Chronology of the case

The claimant submitted a claim via the Portal on the 27 September 2011. At this point the claim entered 'Stage 1' of the Portal. Stage 1 of the Portal was completed satisfactorily and the claim progressed to Stage 2.

At Stage 2 the claimant's solicitors submitted an offer for damages in the sum of GBP 2,900.

The offer was submitted on the 15 November 2011 and a response fell due 15 business days later on the 6 December 2011. The defendant's insurers responded to the offer one day out of time on the 7 December 2011, by email, accepting the offer of GBP 2,900.

If the defendant does not respond to the offer within the 15 days the claim must fall out of the Portal (this is not discretionary) and thereafter fixed costs no longer apply. The defendant's insurers acknowledged this and in the email accepting the offer offered to pay predictive costs less the Stage 1 costs already paid. At this point the claimant's solicitors were only entitled to predictive costs as proceedings had not been issued.

The claimant's solicitor did not respond to the acceptance and issued proceedings on the 19 December 2011.

In the course of those proceedings the defendant's solicitors made an Application for Summary Judgment under Part 24 of the Civil Procedure Rules.

The arguments

The defendant's argument was that even though the matter fell out of the Portal on 7 December, the offer made at Stage 2 remained open for acceptance.

The claim had settled on acceptance of the offer. As the claim was settled pre-issue the claimant's solicitors are only entitled to predictive costs which had been offered by the defendant's insurers.

The claimant opined that the Portal is a self contained process and any offers made within this process expire as soon as it falls outside.

Judgment handed down by District Judge Hovington

District Judge Hovington found that there was no fundamental reason why a claimant's offer made whilst a claim is proceeding under the provisions of the Protocol should not remain open after the claim itself had ceased to be subject to the procedural provisions of the protocol.

He found the offer made by the claimant was amenable to acceptance as at the 7 December 2011 and that the defendant did indeed accept it, thereby incurring a liability to pay the agreed sum of GBP 2,900 by way of damages and an obligation to pay costs pursuant to Part 45 of the Civil Procedure Rules 1998.
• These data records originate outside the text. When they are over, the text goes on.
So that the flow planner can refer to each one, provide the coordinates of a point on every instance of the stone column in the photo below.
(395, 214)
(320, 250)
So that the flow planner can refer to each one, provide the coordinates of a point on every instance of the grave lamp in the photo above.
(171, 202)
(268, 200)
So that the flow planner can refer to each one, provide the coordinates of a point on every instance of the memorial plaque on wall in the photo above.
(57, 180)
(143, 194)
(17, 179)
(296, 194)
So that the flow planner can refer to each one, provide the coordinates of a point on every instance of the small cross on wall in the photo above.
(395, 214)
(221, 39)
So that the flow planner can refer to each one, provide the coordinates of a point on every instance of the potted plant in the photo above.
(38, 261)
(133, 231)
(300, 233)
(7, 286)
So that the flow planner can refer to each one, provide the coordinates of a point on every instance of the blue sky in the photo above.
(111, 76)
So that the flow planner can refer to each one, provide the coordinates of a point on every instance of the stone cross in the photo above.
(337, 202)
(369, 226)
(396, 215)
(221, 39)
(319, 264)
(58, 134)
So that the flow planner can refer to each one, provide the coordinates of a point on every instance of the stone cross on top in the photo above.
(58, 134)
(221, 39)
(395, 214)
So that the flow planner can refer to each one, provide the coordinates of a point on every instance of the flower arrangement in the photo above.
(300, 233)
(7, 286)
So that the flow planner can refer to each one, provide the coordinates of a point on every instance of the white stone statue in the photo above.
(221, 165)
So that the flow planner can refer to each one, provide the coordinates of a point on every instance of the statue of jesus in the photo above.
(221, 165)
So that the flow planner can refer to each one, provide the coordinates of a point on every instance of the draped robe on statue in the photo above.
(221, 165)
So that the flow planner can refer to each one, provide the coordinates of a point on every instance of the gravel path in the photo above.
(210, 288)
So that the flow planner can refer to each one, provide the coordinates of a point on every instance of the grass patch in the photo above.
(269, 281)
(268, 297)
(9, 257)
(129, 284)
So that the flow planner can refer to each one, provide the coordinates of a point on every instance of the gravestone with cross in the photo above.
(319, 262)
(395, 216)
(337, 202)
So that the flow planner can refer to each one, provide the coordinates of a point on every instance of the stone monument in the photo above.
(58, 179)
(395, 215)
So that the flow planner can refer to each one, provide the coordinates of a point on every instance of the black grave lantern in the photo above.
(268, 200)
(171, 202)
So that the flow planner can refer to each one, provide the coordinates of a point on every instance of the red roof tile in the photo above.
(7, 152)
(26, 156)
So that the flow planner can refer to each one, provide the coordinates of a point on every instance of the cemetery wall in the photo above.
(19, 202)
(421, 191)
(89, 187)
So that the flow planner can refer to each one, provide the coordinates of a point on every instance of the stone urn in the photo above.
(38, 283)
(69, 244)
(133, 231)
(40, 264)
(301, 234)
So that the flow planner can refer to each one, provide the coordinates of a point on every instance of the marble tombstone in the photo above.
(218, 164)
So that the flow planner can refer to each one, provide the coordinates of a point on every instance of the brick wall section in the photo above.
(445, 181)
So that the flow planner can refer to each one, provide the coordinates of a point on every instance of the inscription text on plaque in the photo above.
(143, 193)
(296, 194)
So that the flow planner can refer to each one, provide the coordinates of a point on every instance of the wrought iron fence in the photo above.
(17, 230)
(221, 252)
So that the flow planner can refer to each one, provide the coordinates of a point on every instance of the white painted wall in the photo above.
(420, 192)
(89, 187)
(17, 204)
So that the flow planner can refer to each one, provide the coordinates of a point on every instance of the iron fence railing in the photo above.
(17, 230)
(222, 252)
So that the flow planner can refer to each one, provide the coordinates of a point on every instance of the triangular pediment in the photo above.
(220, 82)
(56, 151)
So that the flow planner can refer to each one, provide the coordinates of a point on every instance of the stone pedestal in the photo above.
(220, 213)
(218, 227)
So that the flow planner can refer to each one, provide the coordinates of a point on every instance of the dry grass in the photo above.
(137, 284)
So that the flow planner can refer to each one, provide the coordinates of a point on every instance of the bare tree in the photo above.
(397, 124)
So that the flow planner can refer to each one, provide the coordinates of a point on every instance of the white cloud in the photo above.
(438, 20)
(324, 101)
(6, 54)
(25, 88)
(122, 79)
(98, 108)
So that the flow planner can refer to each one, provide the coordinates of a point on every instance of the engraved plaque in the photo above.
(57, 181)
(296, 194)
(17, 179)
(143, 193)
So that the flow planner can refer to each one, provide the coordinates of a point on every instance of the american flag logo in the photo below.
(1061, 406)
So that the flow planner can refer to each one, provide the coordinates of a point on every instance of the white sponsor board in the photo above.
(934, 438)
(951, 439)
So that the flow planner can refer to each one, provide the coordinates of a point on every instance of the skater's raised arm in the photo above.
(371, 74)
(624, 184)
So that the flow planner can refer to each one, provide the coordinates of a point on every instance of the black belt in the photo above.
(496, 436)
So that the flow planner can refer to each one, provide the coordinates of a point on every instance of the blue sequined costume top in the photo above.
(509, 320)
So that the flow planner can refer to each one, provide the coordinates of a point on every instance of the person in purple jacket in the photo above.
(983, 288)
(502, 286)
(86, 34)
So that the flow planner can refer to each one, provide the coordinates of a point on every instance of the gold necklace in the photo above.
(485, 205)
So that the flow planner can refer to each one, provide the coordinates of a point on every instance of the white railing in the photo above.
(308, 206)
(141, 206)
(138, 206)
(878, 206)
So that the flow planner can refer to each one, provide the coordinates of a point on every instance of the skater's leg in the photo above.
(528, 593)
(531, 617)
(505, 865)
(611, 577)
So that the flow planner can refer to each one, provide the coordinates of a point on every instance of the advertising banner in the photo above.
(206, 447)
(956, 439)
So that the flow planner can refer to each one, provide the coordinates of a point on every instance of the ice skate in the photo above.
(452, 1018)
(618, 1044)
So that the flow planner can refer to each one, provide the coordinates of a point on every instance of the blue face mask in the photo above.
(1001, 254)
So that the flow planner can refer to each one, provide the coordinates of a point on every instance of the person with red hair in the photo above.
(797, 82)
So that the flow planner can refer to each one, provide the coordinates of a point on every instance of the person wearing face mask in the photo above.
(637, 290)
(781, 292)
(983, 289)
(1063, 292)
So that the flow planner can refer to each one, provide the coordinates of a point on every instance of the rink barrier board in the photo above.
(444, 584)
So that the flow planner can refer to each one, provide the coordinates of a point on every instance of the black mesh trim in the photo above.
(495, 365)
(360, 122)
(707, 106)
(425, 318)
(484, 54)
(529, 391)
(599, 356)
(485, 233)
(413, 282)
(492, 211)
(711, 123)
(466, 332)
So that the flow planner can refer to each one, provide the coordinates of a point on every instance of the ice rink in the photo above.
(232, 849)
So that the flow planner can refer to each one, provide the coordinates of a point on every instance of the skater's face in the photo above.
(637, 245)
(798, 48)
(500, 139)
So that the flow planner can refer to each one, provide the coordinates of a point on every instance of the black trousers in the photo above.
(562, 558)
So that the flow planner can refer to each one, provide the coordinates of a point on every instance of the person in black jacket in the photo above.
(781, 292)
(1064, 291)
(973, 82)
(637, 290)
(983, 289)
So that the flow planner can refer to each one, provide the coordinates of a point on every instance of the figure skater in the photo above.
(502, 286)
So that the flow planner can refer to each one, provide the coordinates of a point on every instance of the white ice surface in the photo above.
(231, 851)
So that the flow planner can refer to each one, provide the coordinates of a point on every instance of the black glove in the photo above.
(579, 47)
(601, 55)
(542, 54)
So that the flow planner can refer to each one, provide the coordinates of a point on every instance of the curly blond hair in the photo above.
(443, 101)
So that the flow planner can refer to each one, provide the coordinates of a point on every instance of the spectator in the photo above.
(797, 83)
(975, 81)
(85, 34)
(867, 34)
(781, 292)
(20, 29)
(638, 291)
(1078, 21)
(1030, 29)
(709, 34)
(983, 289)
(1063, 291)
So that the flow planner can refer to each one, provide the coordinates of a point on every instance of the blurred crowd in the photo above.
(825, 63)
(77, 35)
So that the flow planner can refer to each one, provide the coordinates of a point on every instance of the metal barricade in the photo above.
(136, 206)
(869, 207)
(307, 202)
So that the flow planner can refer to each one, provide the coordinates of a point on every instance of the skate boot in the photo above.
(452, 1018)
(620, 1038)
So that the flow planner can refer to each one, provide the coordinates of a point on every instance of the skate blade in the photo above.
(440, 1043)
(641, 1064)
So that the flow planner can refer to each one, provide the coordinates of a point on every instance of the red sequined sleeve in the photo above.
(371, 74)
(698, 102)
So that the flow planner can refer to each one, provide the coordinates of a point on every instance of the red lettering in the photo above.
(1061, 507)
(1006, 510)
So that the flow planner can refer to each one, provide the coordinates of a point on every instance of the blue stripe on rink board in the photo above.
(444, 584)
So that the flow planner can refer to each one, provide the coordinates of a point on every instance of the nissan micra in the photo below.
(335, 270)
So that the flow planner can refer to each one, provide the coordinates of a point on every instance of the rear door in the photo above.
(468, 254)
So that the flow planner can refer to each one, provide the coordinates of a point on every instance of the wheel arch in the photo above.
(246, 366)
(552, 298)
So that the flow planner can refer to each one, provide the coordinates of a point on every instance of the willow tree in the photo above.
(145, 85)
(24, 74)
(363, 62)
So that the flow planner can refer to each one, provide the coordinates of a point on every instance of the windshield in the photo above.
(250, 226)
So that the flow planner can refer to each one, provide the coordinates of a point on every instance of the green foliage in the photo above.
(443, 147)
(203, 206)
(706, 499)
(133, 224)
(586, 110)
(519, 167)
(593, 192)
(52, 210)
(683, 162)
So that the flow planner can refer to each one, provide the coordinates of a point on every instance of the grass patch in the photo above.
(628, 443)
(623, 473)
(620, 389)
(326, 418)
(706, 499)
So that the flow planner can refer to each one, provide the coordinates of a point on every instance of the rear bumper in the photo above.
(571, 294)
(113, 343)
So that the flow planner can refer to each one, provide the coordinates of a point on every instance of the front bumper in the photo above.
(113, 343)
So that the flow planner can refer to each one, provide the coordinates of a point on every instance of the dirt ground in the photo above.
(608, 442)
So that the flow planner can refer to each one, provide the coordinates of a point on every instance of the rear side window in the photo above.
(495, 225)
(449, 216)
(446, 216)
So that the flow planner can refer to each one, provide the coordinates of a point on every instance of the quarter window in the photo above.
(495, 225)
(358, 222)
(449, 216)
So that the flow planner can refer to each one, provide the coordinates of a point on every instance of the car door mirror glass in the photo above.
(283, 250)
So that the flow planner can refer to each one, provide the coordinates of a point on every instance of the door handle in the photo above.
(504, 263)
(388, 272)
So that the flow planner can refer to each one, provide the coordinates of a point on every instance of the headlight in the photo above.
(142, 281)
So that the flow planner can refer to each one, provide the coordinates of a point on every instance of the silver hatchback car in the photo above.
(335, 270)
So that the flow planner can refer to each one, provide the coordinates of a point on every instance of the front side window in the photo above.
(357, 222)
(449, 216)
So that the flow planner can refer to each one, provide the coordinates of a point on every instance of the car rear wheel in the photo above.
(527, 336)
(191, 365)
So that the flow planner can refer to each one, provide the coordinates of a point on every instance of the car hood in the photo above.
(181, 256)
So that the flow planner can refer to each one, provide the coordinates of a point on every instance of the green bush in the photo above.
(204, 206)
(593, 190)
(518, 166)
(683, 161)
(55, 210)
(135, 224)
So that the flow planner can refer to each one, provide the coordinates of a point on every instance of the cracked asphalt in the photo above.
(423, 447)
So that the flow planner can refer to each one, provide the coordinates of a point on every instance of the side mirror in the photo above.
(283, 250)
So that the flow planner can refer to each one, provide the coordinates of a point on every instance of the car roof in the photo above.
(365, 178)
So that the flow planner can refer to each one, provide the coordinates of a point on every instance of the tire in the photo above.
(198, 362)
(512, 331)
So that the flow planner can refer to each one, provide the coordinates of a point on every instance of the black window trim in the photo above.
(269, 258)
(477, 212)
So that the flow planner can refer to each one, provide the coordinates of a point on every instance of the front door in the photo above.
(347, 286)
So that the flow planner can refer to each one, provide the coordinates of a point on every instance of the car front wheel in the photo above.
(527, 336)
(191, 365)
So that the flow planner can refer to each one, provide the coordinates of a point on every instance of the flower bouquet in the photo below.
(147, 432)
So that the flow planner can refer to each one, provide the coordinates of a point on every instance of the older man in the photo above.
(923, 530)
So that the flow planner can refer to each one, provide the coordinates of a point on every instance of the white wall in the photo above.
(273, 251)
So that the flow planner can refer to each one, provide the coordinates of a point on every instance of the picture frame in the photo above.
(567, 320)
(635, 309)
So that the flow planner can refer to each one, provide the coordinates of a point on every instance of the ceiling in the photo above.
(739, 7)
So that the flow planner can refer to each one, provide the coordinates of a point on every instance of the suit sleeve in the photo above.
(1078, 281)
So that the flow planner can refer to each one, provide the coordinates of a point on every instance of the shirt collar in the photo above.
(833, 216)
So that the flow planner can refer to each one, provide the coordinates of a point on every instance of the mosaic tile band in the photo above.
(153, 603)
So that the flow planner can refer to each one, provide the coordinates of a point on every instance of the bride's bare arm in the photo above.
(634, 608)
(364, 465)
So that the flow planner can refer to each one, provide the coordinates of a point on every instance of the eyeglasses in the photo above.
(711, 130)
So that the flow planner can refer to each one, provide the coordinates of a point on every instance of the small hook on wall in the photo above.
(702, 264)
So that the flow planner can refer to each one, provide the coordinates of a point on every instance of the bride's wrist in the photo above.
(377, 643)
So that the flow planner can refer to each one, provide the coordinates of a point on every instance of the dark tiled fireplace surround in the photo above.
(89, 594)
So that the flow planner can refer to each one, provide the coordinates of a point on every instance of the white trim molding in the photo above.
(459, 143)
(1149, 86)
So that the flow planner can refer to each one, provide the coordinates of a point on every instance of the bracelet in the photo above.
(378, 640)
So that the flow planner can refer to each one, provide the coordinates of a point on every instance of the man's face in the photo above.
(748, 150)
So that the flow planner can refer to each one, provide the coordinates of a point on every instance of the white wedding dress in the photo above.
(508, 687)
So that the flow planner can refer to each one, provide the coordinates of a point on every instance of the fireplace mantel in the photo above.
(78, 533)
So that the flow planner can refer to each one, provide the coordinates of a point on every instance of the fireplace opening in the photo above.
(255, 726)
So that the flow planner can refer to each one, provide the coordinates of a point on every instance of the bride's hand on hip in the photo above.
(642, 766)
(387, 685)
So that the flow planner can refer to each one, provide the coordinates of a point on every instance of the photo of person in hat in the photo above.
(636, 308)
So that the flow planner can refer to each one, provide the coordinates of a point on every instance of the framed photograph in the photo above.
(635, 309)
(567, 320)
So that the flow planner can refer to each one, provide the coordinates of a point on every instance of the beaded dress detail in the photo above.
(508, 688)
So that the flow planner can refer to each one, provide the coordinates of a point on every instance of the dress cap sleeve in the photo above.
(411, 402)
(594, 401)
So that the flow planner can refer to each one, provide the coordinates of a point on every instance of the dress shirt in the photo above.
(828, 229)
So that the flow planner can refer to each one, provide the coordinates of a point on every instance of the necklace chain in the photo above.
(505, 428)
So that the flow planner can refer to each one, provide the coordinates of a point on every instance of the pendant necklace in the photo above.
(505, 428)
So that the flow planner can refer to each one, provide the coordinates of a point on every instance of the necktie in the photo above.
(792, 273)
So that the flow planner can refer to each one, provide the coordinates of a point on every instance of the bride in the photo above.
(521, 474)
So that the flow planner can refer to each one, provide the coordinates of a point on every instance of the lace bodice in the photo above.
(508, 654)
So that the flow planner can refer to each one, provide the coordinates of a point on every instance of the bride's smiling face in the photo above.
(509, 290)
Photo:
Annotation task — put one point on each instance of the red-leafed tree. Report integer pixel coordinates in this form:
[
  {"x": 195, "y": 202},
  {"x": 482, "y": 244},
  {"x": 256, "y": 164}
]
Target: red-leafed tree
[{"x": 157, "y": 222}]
ORDER that there be summary judgment for the defendant and the claim be struck out. The claimant was ordered to pay our costs of the proceedings.

Key points:

  1. Offers made within the portal scheme remain capable of being accepted once the claim has left the scheme.
  2. Offers do not automatically lapse on cases exiting the portal.

The content of this article is intended to provide a general guide to the subject matter. Specialist advice should be sought about your specific circumstances.